Modern retellings of classic tales is no new thing. Edward Scissorhands was essentially a spin on Frankenstein, Mars Attacks! a loose update on War of the Worlds, and Warm Bodies a zombified take on Romeo and Juliet, among many more, are all examples of a present day-set story that uses the foundation of previously written adventures as the starting point for their own journeys.
Such is the case with the upcoming comic series Her Infernal Descent, which is written by Zac Thompson and Lonnie Nadler (the team behind Come Into Me) and features art by Kyle Charles. The story follows a grief-stricken mother who ventures through the nine circles of Hell in order to find her family, all while guided by the ghosts of William Blake and Agatha Christie. For those intrigued by the concept, you’ll be happy to know that issue #1 will be hitting shelves this Wednesday!
“Her Infernal Descent is a retelling of Dante’s Inferno for the modern age. It’s a middle-aged mom marching into hell to find her forsaken family. Imagine if Marge Simpson walked into the world of Diablo. The book is littered with pop culture characters, bold imaginative layouts, and beautiful surreal colors. It is 100% a retelling of the literary classic but updated with themes like social media, idol worship, gentrification and more.”
Below, we’ve got process art from three pages of Her Infernal Descent along with Charles’ notes describing what he was going for with each page and panel.
To learn more about Her Infernal Descent, head on over to Aftershock Comics’ official website.
The script for Her Infernal Descent is tight, specific and filled with visual cues the boys want to see. I knew the first few pages needed to look and feel lived in. Lynn is in a state of depression and apathy, visually the reader needs to see it. Not be told. Between the script and my approach, I think we accomplished that within the first page.
Whereas page one set the tone without seeing Lynn until the last panel, page two opens up a bit more. Lynn is in different states of depression, malaise and overwhelming sorrow. For anyone who has lost a loved one, they know that the hardest part is packing and cleaning up. Bit by bit, you’re folding your emotions, memories and hope, squeezing them into tiny boxes and waiting for the pain to go away. It’s a process that doesn’t come quick and isn’t finished easily. Page two delivers that.

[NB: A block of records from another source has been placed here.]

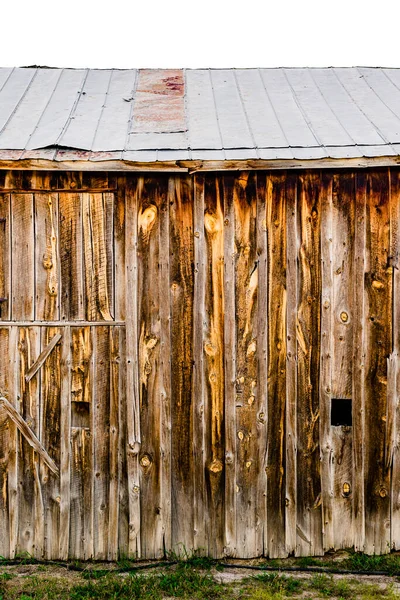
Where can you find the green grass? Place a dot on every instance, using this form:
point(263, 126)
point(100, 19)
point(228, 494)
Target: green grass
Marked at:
point(192, 578)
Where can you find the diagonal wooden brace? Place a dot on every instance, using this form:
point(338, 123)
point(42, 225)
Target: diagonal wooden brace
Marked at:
point(42, 357)
point(28, 434)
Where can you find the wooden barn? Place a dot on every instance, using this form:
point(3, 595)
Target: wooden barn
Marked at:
point(199, 312)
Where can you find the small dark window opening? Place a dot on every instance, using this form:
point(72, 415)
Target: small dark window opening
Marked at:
point(341, 412)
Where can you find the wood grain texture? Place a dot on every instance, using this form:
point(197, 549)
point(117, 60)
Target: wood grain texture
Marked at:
point(5, 257)
point(81, 460)
point(200, 541)
point(47, 274)
point(343, 188)
point(5, 448)
point(309, 518)
point(181, 311)
point(291, 368)
point(394, 394)
point(71, 263)
point(213, 358)
point(249, 455)
point(231, 439)
point(65, 444)
point(23, 257)
point(30, 493)
point(151, 199)
point(133, 190)
point(208, 321)
point(327, 345)
point(50, 436)
point(276, 235)
point(358, 382)
point(378, 345)
point(101, 414)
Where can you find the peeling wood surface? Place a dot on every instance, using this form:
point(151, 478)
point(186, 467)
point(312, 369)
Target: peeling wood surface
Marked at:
point(171, 354)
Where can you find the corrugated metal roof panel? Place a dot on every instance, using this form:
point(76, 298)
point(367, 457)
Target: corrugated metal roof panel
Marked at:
point(55, 117)
point(261, 116)
point(290, 117)
point(222, 114)
point(203, 126)
point(115, 118)
point(235, 132)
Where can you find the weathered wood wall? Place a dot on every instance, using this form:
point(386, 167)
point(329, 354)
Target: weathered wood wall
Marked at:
point(204, 324)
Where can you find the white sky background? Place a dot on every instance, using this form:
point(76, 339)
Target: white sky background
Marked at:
point(200, 33)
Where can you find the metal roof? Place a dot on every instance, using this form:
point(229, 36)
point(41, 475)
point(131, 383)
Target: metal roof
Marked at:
point(224, 114)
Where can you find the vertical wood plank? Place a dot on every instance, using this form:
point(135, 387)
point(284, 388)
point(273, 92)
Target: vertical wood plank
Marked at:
point(119, 250)
point(23, 257)
point(50, 438)
point(291, 369)
point(65, 443)
point(214, 365)
point(378, 345)
point(81, 495)
point(133, 191)
point(327, 307)
point(276, 231)
point(30, 496)
point(248, 528)
point(342, 352)
point(181, 275)
point(5, 257)
point(358, 364)
point(101, 440)
point(395, 264)
point(151, 201)
point(47, 279)
point(166, 346)
point(123, 511)
point(199, 386)
point(230, 548)
point(13, 453)
point(262, 360)
point(71, 257)
point(96, 215)
point(113, 502)
point(5, 446)
point(309, 517)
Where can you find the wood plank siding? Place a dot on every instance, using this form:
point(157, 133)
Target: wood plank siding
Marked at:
point(205, 362)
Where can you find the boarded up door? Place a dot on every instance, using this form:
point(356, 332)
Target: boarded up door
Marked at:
point(62, 336)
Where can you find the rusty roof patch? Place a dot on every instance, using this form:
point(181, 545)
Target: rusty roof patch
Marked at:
point(159, 105)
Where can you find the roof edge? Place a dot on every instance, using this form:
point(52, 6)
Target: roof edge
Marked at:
point(194, 166)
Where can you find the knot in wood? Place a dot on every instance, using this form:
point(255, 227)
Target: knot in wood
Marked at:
point(378, 285)
point(213, 377)
point(251, 349)
point(152, 342)
point(346, 489)
point(145, 461)
point(209, 349)
point(216, 466)
point(47, 263)
point(211, 223)
point(228, 458)
point(146, 221)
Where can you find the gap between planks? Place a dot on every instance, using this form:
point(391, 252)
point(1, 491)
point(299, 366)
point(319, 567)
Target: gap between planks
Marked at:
point(62, 323)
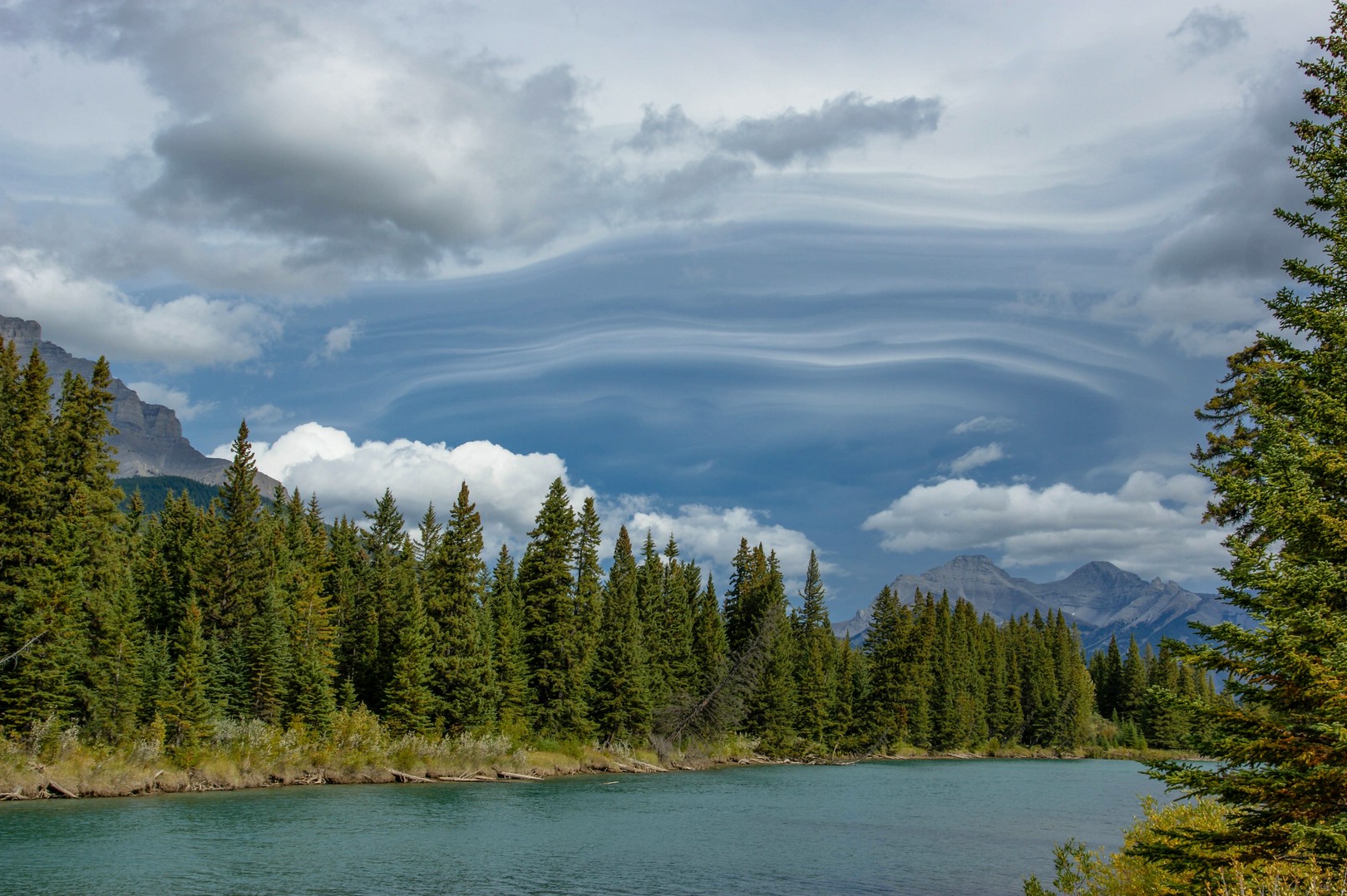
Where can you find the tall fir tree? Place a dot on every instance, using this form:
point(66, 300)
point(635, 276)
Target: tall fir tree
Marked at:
point(547, 588)
point(460, 659)
point(621, 704)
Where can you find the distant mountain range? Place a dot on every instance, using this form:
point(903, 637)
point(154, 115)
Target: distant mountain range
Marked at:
point(149, 440)
point(1102, 600)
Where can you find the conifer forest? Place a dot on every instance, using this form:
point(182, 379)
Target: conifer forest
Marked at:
point(160, 623)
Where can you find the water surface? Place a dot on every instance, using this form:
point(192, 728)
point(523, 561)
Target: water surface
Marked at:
point(932, 826)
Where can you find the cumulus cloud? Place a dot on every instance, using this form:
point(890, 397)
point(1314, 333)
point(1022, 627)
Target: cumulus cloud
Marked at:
point(659, 131)
point(508, 488)
point(690, 190)
point(1152, 523)
point(842, 123)
point(169, 396)
point(336, 143)
point(337, 342)
point(712, 533)
point(977, 457)
point(984, 423)
point(1203, 282)
point(1210, 30)
point(89, 317)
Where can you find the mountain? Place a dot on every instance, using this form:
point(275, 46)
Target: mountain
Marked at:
point(1102, 600)
point(149, 440)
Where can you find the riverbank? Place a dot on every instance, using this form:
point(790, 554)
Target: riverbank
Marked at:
point(360, 751)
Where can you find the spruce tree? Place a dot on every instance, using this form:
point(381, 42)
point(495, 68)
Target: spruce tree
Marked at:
point(815, 674)
point(185, 709)
point(460, 659)
point(506, 627)
point(547, 588)
point(1275, 458)
point(621, 704)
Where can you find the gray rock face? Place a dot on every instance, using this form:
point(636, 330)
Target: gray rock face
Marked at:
point(149, 440)
point(1103, 601)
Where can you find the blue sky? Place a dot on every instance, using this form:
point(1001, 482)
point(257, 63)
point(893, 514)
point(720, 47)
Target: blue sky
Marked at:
point(886, 280)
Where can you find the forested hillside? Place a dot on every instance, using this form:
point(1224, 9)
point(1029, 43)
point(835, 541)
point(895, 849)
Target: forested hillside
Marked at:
point(160, 623)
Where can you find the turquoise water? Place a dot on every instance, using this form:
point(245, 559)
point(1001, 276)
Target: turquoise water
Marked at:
point(939, 826)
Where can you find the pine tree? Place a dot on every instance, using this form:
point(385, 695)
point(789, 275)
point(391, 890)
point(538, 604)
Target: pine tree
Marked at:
point(621, 705)
point(1275, 460)
point(508, 663)
point(884, 647)
point(547, 588)
point(460, 659)
point(185, 711)
point(407, 704)
point(708, 644)
point(815, 675)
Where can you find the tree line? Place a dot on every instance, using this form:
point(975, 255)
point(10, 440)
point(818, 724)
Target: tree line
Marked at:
point(126, 623)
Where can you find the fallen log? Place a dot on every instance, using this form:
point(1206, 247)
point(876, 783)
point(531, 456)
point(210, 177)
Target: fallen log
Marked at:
point(517, 776)
point(61, 790)
point(404, 776)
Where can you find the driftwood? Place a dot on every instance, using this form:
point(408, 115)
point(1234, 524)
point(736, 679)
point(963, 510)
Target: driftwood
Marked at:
point(471, 776)
point(517, 776)
point(404, 776)
point(52, 785)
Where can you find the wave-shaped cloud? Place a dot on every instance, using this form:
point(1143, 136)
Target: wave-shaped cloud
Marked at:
point(88, 316)
point(1152, 522)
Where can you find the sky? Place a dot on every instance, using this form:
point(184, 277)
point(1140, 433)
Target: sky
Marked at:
point(890, 282)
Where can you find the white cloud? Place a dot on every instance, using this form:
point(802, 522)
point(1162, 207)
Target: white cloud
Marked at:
point(508, 488)
point(89, 317)
point(169, 396)
point(710, 533)
point(1151, 523)
point(977, 457)
point(1210, 30)
point(337, 341)
point(262, 414)
point(984, 423)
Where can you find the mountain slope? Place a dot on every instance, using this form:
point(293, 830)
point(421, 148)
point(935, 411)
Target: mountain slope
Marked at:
point(1102, 600)
point(149, 438)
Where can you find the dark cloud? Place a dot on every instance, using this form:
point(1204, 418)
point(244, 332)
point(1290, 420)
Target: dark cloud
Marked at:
point(659, 131)
point(845, 121)
point(1231, 232)
point(690, 192)
point(308, 140)
point(1210, 30)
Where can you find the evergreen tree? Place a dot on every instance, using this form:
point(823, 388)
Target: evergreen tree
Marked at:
point(408, 704)
point(185, 711)
point(508, 663)
point(547, 588)
point(815, 674)
point(1275, 460)
point(454, 579)
point(621, 702)
point(890, 629)
point(708, 646)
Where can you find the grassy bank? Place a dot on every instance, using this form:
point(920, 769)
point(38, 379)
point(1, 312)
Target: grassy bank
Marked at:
point(360, 750)
point(356, 750)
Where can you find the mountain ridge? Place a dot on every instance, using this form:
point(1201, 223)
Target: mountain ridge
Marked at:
point(1101, 598)
point(149, 440)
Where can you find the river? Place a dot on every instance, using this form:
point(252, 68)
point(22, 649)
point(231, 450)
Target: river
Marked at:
point(930, 826)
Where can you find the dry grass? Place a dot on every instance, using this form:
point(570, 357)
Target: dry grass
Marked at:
point(358, 748)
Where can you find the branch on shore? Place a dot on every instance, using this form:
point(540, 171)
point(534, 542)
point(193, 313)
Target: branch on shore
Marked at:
point(404, 778)
point(22, 650)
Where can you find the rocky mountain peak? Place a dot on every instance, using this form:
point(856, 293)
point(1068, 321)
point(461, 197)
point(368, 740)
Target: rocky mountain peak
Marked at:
point(1099, 598)
point(149, 440)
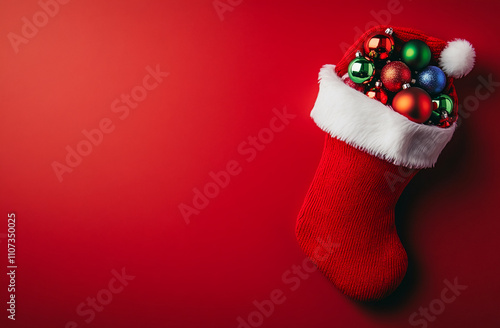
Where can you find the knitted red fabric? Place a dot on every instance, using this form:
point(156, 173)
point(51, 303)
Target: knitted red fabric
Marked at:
point(351, 203)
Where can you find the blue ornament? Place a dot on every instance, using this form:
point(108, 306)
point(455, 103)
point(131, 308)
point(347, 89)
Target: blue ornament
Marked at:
point(431, 79)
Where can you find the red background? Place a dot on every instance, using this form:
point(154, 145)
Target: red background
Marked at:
point(119, 207)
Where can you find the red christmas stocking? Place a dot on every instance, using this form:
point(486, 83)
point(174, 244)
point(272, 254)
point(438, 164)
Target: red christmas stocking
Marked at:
point(370, 153)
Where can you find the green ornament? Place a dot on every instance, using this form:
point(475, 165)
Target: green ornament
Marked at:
point(443, 102)
point(435, 117)
point(442, 108)
point(416, 54)
point(361, 70)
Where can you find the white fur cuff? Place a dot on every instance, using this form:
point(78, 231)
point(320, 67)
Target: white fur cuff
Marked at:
point(367, 124)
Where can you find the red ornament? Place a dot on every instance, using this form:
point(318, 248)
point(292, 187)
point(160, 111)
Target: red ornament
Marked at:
point(394, 75)
point(349, 82)
point(377, 93)
point(379, 46)
point(413, 103)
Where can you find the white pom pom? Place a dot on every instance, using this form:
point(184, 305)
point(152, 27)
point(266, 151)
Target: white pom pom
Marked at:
point(457, 58)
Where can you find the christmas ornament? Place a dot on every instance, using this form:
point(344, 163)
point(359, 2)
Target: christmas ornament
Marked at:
point(431, 79)
point(379, 46)
point(416, 54)
point(349, 82)
point(413, 103)
point(394, 75)
point(361, 70)
point(443, 103)
point(378, 93)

One of the few times I changed a sequence in the script was for page 18. The second row of the grid was originally designed to have each shade’s head take up an equal amount of space in the panel. Visually, it would have looked cool but by starting back and slowly pushing in as we move left to right, I felt it gave more impact to Jimmy’s line and the proceeding panel, Lynn’s horrified reaction to the madness.